Dorothy was making those pained sounds.

‘But I shan’t die — or anyway, not till I feel like it. I don’t believe anybody dies who doesn’t want to — unless by thunderbolts.’

‘Nobody wants to suggest you’re going to die, Mother.’

‘Then why does everybody come flying from the ends of the earth?’

‘Because you’ve been ill. Weren’t you?’ Dorothy was kicking at one of the legs of the bed: an awkward and useless gesture on the part of her otherwise flawless foot; she had never given up those classic Pinet shoes, and only the perverse would have denied she had been right in flouting fashion; again, only the perverse would have caught sight of the lubberly schoolgirl the Pinet shoes and her little Chanel camouflaged. ‘You can’t say you weren’t ill,’ she repeated through lips grown heavy with the sulks as she continued kicking at the bed.

Mother said, ‘Stop doing it, Dorothy, please. I don’t want my furniture ruined. You must learn to control your feelings.’
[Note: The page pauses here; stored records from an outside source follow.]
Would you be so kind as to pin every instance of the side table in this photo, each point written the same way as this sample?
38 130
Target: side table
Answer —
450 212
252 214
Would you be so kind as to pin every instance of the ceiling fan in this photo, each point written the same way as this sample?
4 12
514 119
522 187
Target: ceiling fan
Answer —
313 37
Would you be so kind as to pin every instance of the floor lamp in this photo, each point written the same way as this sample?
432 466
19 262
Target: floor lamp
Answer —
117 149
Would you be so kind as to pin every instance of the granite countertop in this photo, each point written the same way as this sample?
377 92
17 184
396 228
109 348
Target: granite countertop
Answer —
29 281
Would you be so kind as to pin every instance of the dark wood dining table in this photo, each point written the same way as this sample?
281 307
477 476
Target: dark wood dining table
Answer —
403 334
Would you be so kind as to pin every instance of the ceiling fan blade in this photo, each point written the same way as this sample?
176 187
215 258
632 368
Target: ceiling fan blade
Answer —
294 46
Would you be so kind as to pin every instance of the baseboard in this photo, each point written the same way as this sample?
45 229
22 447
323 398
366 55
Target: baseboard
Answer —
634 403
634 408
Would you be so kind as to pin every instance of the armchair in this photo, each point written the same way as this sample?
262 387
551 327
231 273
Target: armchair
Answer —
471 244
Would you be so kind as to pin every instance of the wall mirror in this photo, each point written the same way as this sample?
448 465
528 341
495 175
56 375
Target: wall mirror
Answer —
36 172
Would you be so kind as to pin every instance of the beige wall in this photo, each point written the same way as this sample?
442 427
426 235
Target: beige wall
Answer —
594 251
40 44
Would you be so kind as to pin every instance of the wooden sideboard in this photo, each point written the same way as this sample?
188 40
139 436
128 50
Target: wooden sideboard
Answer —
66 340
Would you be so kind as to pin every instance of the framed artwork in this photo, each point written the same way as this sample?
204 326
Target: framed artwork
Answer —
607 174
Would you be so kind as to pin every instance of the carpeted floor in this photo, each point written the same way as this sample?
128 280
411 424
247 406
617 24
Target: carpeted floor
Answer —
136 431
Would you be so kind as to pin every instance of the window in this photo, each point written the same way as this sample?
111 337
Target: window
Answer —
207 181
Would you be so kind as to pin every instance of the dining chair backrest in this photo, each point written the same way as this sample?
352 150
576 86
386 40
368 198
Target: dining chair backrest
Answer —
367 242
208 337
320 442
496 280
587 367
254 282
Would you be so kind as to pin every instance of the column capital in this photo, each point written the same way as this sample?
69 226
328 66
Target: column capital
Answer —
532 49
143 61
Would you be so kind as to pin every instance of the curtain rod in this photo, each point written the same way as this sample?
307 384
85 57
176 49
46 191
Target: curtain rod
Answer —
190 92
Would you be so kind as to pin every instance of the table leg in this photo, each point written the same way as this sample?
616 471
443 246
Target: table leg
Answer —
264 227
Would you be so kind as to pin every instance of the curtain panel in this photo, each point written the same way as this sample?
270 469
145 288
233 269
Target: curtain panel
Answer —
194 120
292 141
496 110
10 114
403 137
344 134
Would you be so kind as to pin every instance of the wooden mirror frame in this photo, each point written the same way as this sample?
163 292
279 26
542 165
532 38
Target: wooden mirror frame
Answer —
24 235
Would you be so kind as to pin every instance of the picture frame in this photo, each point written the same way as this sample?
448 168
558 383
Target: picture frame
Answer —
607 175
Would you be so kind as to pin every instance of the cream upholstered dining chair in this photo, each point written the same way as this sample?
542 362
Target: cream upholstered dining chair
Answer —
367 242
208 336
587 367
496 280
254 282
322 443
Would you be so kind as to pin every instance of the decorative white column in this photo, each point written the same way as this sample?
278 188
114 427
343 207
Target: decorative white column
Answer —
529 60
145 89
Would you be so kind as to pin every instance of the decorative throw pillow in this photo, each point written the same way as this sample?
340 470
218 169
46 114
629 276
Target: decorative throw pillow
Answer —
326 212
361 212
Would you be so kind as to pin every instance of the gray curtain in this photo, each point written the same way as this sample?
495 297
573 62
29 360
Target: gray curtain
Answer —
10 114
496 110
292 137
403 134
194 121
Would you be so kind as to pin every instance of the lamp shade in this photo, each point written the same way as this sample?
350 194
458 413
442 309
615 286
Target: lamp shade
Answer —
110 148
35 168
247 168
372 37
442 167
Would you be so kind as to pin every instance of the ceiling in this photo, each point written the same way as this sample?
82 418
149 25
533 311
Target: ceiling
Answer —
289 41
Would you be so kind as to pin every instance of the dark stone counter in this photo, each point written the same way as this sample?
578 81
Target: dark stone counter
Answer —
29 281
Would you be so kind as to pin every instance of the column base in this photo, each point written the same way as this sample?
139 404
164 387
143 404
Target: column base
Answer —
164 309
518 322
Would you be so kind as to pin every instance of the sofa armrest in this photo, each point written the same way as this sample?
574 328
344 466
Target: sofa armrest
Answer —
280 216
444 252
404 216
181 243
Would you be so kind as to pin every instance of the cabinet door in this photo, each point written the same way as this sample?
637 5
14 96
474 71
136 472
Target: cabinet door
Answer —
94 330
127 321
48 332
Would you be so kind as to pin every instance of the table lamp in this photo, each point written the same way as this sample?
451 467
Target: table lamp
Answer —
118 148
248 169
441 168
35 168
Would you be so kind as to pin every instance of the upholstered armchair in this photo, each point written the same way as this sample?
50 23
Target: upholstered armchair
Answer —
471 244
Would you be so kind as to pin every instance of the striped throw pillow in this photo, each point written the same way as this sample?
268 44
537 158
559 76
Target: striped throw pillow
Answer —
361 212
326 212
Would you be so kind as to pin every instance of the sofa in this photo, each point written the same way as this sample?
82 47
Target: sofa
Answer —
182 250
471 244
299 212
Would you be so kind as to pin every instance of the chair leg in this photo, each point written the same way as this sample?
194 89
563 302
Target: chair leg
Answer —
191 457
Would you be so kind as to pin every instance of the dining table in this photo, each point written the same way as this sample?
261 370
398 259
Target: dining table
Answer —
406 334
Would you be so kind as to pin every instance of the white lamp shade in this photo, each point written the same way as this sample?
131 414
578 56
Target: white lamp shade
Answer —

The Princesse de Lascabanes knew that her eyes were threatening to overflow: because the great, the constant grudge had been against her over-controlled feelings; when the showdown came, hadn’t he even accused her of being ‘frigid’?
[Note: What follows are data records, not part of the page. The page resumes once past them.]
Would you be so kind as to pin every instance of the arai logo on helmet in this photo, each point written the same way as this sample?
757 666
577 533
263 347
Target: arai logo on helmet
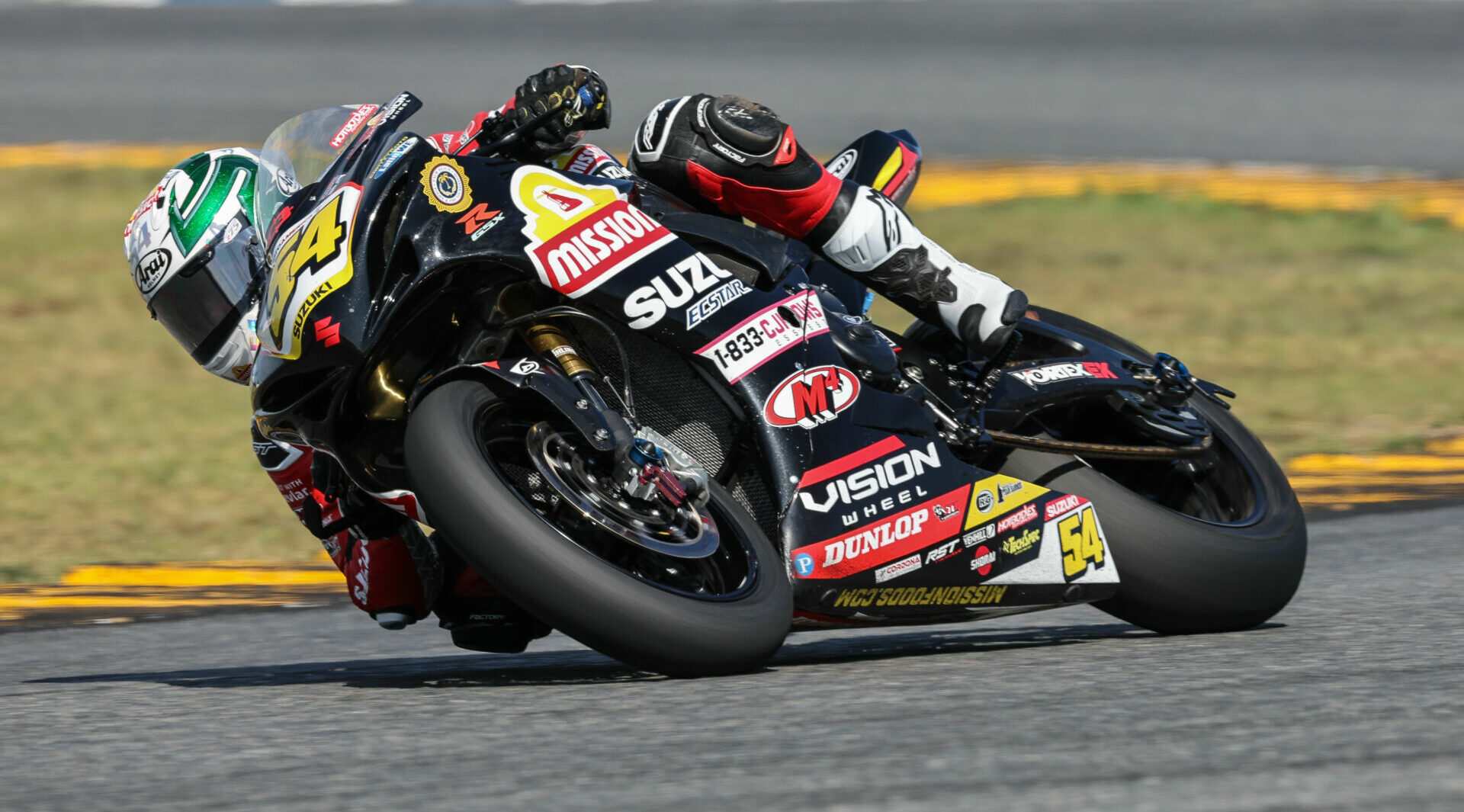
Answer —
811 396
841 165
1063 372
151 268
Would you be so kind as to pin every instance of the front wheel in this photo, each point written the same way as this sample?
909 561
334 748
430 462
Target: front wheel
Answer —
526 504
1208 544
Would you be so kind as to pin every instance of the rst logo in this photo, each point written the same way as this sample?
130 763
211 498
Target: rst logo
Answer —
872 480
1037 377
1026 514
811 396
1080 541
881 541
1061 506
673 287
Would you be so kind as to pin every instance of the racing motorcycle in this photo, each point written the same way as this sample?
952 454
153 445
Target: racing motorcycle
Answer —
676 436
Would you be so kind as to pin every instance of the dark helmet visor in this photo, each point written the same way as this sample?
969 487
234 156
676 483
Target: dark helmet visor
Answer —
207 299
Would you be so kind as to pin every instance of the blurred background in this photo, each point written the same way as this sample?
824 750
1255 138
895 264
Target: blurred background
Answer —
1261 188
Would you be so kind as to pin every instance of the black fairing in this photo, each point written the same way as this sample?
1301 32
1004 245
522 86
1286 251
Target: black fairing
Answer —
415 313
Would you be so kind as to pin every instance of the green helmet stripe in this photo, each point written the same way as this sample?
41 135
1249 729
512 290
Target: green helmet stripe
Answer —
213 183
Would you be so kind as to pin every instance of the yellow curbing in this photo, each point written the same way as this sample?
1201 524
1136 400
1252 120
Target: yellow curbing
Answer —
956 183
1338 482
63 156
104 593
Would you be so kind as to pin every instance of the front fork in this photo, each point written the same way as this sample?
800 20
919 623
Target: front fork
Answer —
646 463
‘I can only — well, I’d like to explain your flying out here as lack of emotional control,’ Mother was still bashing. ‘I expect they told you I had a stroke. In that case, you were misinformed. I only had a very slight — what was hardly a stroke at all.’

Dorothy Hunter plunged her hands as deep as she could into the bowels of the dusty old uncomfortable chair; she would stick it out.

‘In any case you flew — to make sure you’d see me die — or to ask me for money if I didn’t. Basil too.’

‘Oh God, Mother, don’t you allow for the possibility of human affection?’ The outraged daughter snatched back her hands from out of the depths of the chair: what her mother had said was the more cruel for being partly true. ‘I can’t answer for Basil. I never see him. Basil is capable of anything.’ That was so unquestionably true it did away with her own spasm of shame by drowning it in a wave of loathing.

No, it didn’t; she detested lies: most of all those half-lies she was sometimes driven to tell.

‘You’re so unfair!’ A whinge developed through a moan into a downright blub.

It was only now that Mrs Hunter felt they had reached the point at which they might become one. At the same time she was chastened, as well as impressed, by the emotional outburst it was in her power to cause.

There was no need to call Dorothy to her: their impulses answered each other. Here was that still skinny, perpetually tormented little girl screwing up the sheet by the handfuls, laying her head beside yours on the pillow. You were soon crying together, though softly, deliciously.